Obama sent a letter to House Speaker John Boehner Wednesday morning requesting to speak before a joint session of Congress on September 7 at 8 p.m. Eastern. Shortly thereafter the White House announced the President’s speech, which is to present his proposed jobs program. There was just one problem: A GOP presidential debate at the Ronald Reagan Presidential Library is already scheduled to take place at that same time.
No one seriously believes the White House’s denials that Obama’s speech was timed to keep television viewers from seeing the opposition. NBC’s Chuck Todd, for instance, remarked that the timing was “hardly a coincidence.” The Hill noted that “it’s not the first time the president has moved to counter-program the Republican presidential field. After the influential Ames straw poll last month, Obama’s bus tour rolled into Iowa the following Monday, leading to complaints from Republicans about the political overtones of the taxpayer-funded trip.”

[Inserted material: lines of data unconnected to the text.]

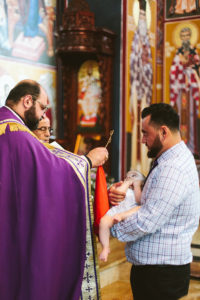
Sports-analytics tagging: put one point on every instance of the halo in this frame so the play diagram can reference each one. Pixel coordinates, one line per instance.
(176, 34)
(136, 11)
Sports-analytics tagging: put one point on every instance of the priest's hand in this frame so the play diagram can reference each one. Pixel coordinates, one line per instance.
(98, 156)
(115, 196)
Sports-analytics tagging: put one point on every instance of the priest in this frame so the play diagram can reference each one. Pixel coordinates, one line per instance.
(46, 242)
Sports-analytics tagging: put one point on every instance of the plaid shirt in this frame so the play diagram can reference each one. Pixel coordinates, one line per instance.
(161, 231)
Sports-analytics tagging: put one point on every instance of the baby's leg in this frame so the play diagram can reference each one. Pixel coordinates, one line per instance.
(125, 214)
(104, 234)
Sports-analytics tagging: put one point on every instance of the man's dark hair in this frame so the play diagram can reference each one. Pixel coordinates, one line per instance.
(162, 114)
(24, 88)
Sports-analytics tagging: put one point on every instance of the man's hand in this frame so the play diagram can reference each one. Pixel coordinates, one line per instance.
(98, 156)
(115, 196)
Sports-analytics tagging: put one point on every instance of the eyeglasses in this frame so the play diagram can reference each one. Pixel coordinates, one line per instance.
(43, 128)
(43, 107)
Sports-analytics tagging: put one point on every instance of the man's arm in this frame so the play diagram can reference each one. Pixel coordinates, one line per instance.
(164, 195)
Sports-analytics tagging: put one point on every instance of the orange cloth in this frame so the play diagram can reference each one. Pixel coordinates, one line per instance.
(101, 203)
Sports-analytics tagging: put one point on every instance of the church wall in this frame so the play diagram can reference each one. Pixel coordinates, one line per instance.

White House Press Secretary Jay Carney’s response to questions about the timing of the speech didn’t exactly win sympathy for the President’s cause, either. Carney suggested that the sponsors of the debate and the candidates “adjust the timing of the debate” to avoid the conflict with Obama’s speech. In other words, eight people who have been planning for weeks to attend this debate ought to give way to one man who gave only seven days’ notice of his intentions — and that to a Congress that was in recess until the very day on which Obama desired to speak to it.
Enter Ron Paul. Recognizing Obama’s move for the “raw display of political gamesmanship” (in the words of McClatchy Newspapers’ Steven Thomma) that it was, Paul dispatched spokesman Jesse Benton to inform the press that the Congressman was “weighing his options” with regard to blocking Obama’s speech. Both houses of Congress have to adopt a concurrent resolution to call a joint session, a procedure normally done by voice vote, called unanimous consent. Any legislator, however, can object to that approach and force a recorded vote; and clearly Paul had that in mind. With Congress only returning to session September 7, the vote would almost certainly have taken place after Obama’s requested time, thus preventing him from stealing the Republican candidates’ thunder.
Sen. Jim DeMint (R-S.C.) also indicated he would block the President’s speech, and it’s likely that Rep. Michele Bachmann (R-Minn.), who is also scheduled to participate in the debate, would have done likewise.
By 4 p.m. Boehner had rejected Obama’s request, citing the fact that even with unanimous consent the concurrent resolution would at best have been adopted a mere 90 minutes prior to Obama’s requested time (since the first vote of the session is scheduled for 6:30 p.m.), which would not allow the necessary three hours for the security sweep of the Capitol prior to the President’s appearance. The Speaker instead offered Obama a time of his choosing the following day. The White House backed down, opting to postpone Obama’s speech by 24 hours, putting the President in the unenviable position of trying to attract an audience opposite the first game of the National Football League season. Football fans needn’t worry, though: Obama’s communications director, Dan Pfeiffer, assured viewers of MSNBC’s Morning Joe on Thursday that the speech will be over before kickoff.
The Obama administration was, naturally, unhappy with the outcome, though there was little it could do about it. “Senior White House officials” told Politico that Boehner “had essentially signed off on the 8 p.m., Sept. 7 slot before they went public.” Carney repeated that assertion in a statement Wednesday night: “We consulted with the Speaker about that date before the letter was released, but he determined Thursday would work better.”
The Speaker’s office, however, denies having agreed to Obama’s request in advance. “No one in the Speaker’s office — not the Speaker, not any staff — signed off on the date the White House announced today,” Boehner’s press secretary, Brandon Buck, said.
Whichever side is telling the truth, it is definitely true that publicly refusing a President’s request to speak before Congress is rare, if not unprecedented. Then again, as Thomma observed, so was the President’s “publicly inviting himself for a specific date and time.” Normally these things are worked out in advance behind the scenes, with a subsequent presidential request to Congress mostly a formality.
Moreover, it cannot be denied that Paul’s public musings about standing in the way of Obama’s speech played into Boehner’s decision. The Paul campaign certainly took credit for it, saying Paul had “initiated talk about objecting to the President’s plan calling a joint session at this time” and praising Boehner for “seiz[ing] the initiative.” From Boehner’s perspective, while it might look bad for the House to reject Obama’s request the day he submitted it, it would look far worse to end up having to postpone the speech at the last minute because of an objection from a Congressman. Could the Speaker afford to take that chance?
Paul’s former chief of staff, Lew Rockwell, thinks not. “Both parties were scared of Ron Paul,” he asserts. “They knew he had never hesitated to be the one vote against evil or nonsense in the past, and he would block unanimous consent. And with Ron as the leader against Obama, what Republican would dare take the establishment side?”
Whether or not Paul’s potential objection was the deciding factor, one thing is for sure: If Obama thought he was a shoo-in for reelection, he wouldn’t waste his time trying to divert attention from those who seek to challenge him.